I'm more drawn to Gregory's stories about the Tudor family, but so have haven't tackled the red/white queen series. This one was an enjoyable read but was dismayed at the rather abrupt ending. It was a case of "what, that's IT?" as it really seemed to finish mid-conversation. Still liked it immensely, and of course the history content behind it all is very much a grey area as well so I'm not sure what else she could have done with the story. Still, even some sort of speculative epilogue or some such might have lessened the end a little for me. I guess we can't have it all!

I love Philippa Gregory -- guilty pleasure -- but this was not my favorite. Most of her books have a consistent narrative and narrator, but this one jumped quite a lot among characters, to the extent that I didn't get a good feel for any of them. The portrayal of Elizabeth was somewhat uncharitable, which is a surprise given how charitable Gregory usually is with her characters.

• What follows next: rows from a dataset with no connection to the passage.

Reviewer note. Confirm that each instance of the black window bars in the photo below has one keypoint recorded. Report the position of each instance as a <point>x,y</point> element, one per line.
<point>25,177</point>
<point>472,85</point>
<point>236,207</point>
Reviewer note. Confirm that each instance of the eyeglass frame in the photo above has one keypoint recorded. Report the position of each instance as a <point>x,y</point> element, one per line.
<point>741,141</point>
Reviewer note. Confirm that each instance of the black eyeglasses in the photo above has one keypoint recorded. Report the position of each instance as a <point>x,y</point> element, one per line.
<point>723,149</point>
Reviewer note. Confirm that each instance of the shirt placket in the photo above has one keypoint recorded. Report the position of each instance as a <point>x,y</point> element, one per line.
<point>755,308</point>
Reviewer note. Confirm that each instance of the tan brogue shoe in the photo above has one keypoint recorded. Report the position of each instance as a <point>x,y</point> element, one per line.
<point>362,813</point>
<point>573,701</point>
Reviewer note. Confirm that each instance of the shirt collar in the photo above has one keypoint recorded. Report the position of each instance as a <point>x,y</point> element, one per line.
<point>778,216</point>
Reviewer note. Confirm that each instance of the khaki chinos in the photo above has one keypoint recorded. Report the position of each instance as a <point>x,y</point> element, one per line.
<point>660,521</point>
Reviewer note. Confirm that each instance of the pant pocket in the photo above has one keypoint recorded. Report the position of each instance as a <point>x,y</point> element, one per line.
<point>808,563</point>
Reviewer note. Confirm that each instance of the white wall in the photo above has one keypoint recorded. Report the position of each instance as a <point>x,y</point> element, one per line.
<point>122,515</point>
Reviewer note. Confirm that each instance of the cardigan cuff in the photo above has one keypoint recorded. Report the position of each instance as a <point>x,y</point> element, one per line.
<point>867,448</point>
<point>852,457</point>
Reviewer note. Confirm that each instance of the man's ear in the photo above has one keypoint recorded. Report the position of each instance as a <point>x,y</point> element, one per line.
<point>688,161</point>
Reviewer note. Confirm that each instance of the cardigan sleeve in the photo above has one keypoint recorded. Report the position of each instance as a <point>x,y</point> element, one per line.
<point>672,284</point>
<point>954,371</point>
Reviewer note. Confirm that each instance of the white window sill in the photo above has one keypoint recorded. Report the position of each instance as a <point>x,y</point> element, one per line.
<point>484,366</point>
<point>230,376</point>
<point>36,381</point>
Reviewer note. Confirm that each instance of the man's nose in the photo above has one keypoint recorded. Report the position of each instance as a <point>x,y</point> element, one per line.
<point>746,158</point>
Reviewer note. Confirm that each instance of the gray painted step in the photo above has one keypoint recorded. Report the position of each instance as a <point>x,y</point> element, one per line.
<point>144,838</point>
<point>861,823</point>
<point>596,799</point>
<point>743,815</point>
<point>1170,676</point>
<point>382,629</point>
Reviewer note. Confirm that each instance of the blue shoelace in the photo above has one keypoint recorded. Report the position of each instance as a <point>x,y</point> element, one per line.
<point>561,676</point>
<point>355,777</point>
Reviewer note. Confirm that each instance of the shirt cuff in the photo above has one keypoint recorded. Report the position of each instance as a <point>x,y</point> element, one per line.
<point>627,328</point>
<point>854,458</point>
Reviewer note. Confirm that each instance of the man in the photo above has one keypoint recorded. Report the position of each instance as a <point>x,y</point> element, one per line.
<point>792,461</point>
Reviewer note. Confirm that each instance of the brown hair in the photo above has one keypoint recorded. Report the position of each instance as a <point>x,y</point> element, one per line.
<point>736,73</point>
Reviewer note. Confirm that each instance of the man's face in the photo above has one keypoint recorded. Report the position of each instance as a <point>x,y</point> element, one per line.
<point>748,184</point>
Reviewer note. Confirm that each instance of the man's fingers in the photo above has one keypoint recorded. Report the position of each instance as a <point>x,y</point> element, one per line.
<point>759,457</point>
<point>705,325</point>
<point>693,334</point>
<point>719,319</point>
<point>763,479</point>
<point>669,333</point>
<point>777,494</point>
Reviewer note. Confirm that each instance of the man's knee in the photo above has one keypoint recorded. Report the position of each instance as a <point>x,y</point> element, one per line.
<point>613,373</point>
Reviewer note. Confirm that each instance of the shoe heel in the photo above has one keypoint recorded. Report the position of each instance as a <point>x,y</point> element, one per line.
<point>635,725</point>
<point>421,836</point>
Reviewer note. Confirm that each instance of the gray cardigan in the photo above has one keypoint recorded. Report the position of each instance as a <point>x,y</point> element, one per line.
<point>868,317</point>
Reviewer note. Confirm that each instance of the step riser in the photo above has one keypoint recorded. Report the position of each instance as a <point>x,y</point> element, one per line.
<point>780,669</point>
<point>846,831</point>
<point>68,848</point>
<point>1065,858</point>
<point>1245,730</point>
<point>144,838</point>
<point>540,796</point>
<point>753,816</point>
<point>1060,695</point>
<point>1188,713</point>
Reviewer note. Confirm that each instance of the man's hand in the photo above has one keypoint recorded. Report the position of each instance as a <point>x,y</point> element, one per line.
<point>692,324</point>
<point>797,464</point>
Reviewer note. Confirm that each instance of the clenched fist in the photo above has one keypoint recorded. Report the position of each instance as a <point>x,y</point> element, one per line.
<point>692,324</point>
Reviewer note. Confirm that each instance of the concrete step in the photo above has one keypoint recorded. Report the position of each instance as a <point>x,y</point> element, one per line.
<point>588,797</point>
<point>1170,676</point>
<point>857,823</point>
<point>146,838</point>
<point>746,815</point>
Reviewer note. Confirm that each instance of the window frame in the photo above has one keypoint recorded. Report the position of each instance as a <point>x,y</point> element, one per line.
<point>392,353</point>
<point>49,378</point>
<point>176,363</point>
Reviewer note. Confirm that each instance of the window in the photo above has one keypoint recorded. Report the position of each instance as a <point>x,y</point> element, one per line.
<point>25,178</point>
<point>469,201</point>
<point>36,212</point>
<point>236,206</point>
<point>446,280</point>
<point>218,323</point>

It think it all goes back to the narration. Still, it was well-researched, enjoyable, and hard to put down.

Elizabeth the First was amazing in dodging the slings and arrows of treacherous politics in the 16 century. Trapped in a female body, shaped by the twists of fate that brought her to the throne, she was manipulative and knew how to use her minions to the best advantage. However clever she was to insulate herself from the "press" of her day, she did have a human side and that female was head over heels in love with a married man. Perhaps, that was in a perverse way the attraction- wanting the impossible- for I think Elizabeth loved the throne of England more than anything else in the world. Gregory's tale bring one more theory into the death of Dudley's wife, one of those unanswered mysteries that have left more questions than answers over the years. Humanizing the other woman- we see the triangle, the possible political fallout and the alleged conspiracy to prevent Dudley access to the throne. Do I believe in the scullduggery- yes. Could it have happened the way Gregory supposes. I could see it. Power hung in the balance, the throne a heartbeat from Elizabeth's lover- one mere woman's life becomes a footnote to the power behind the throne.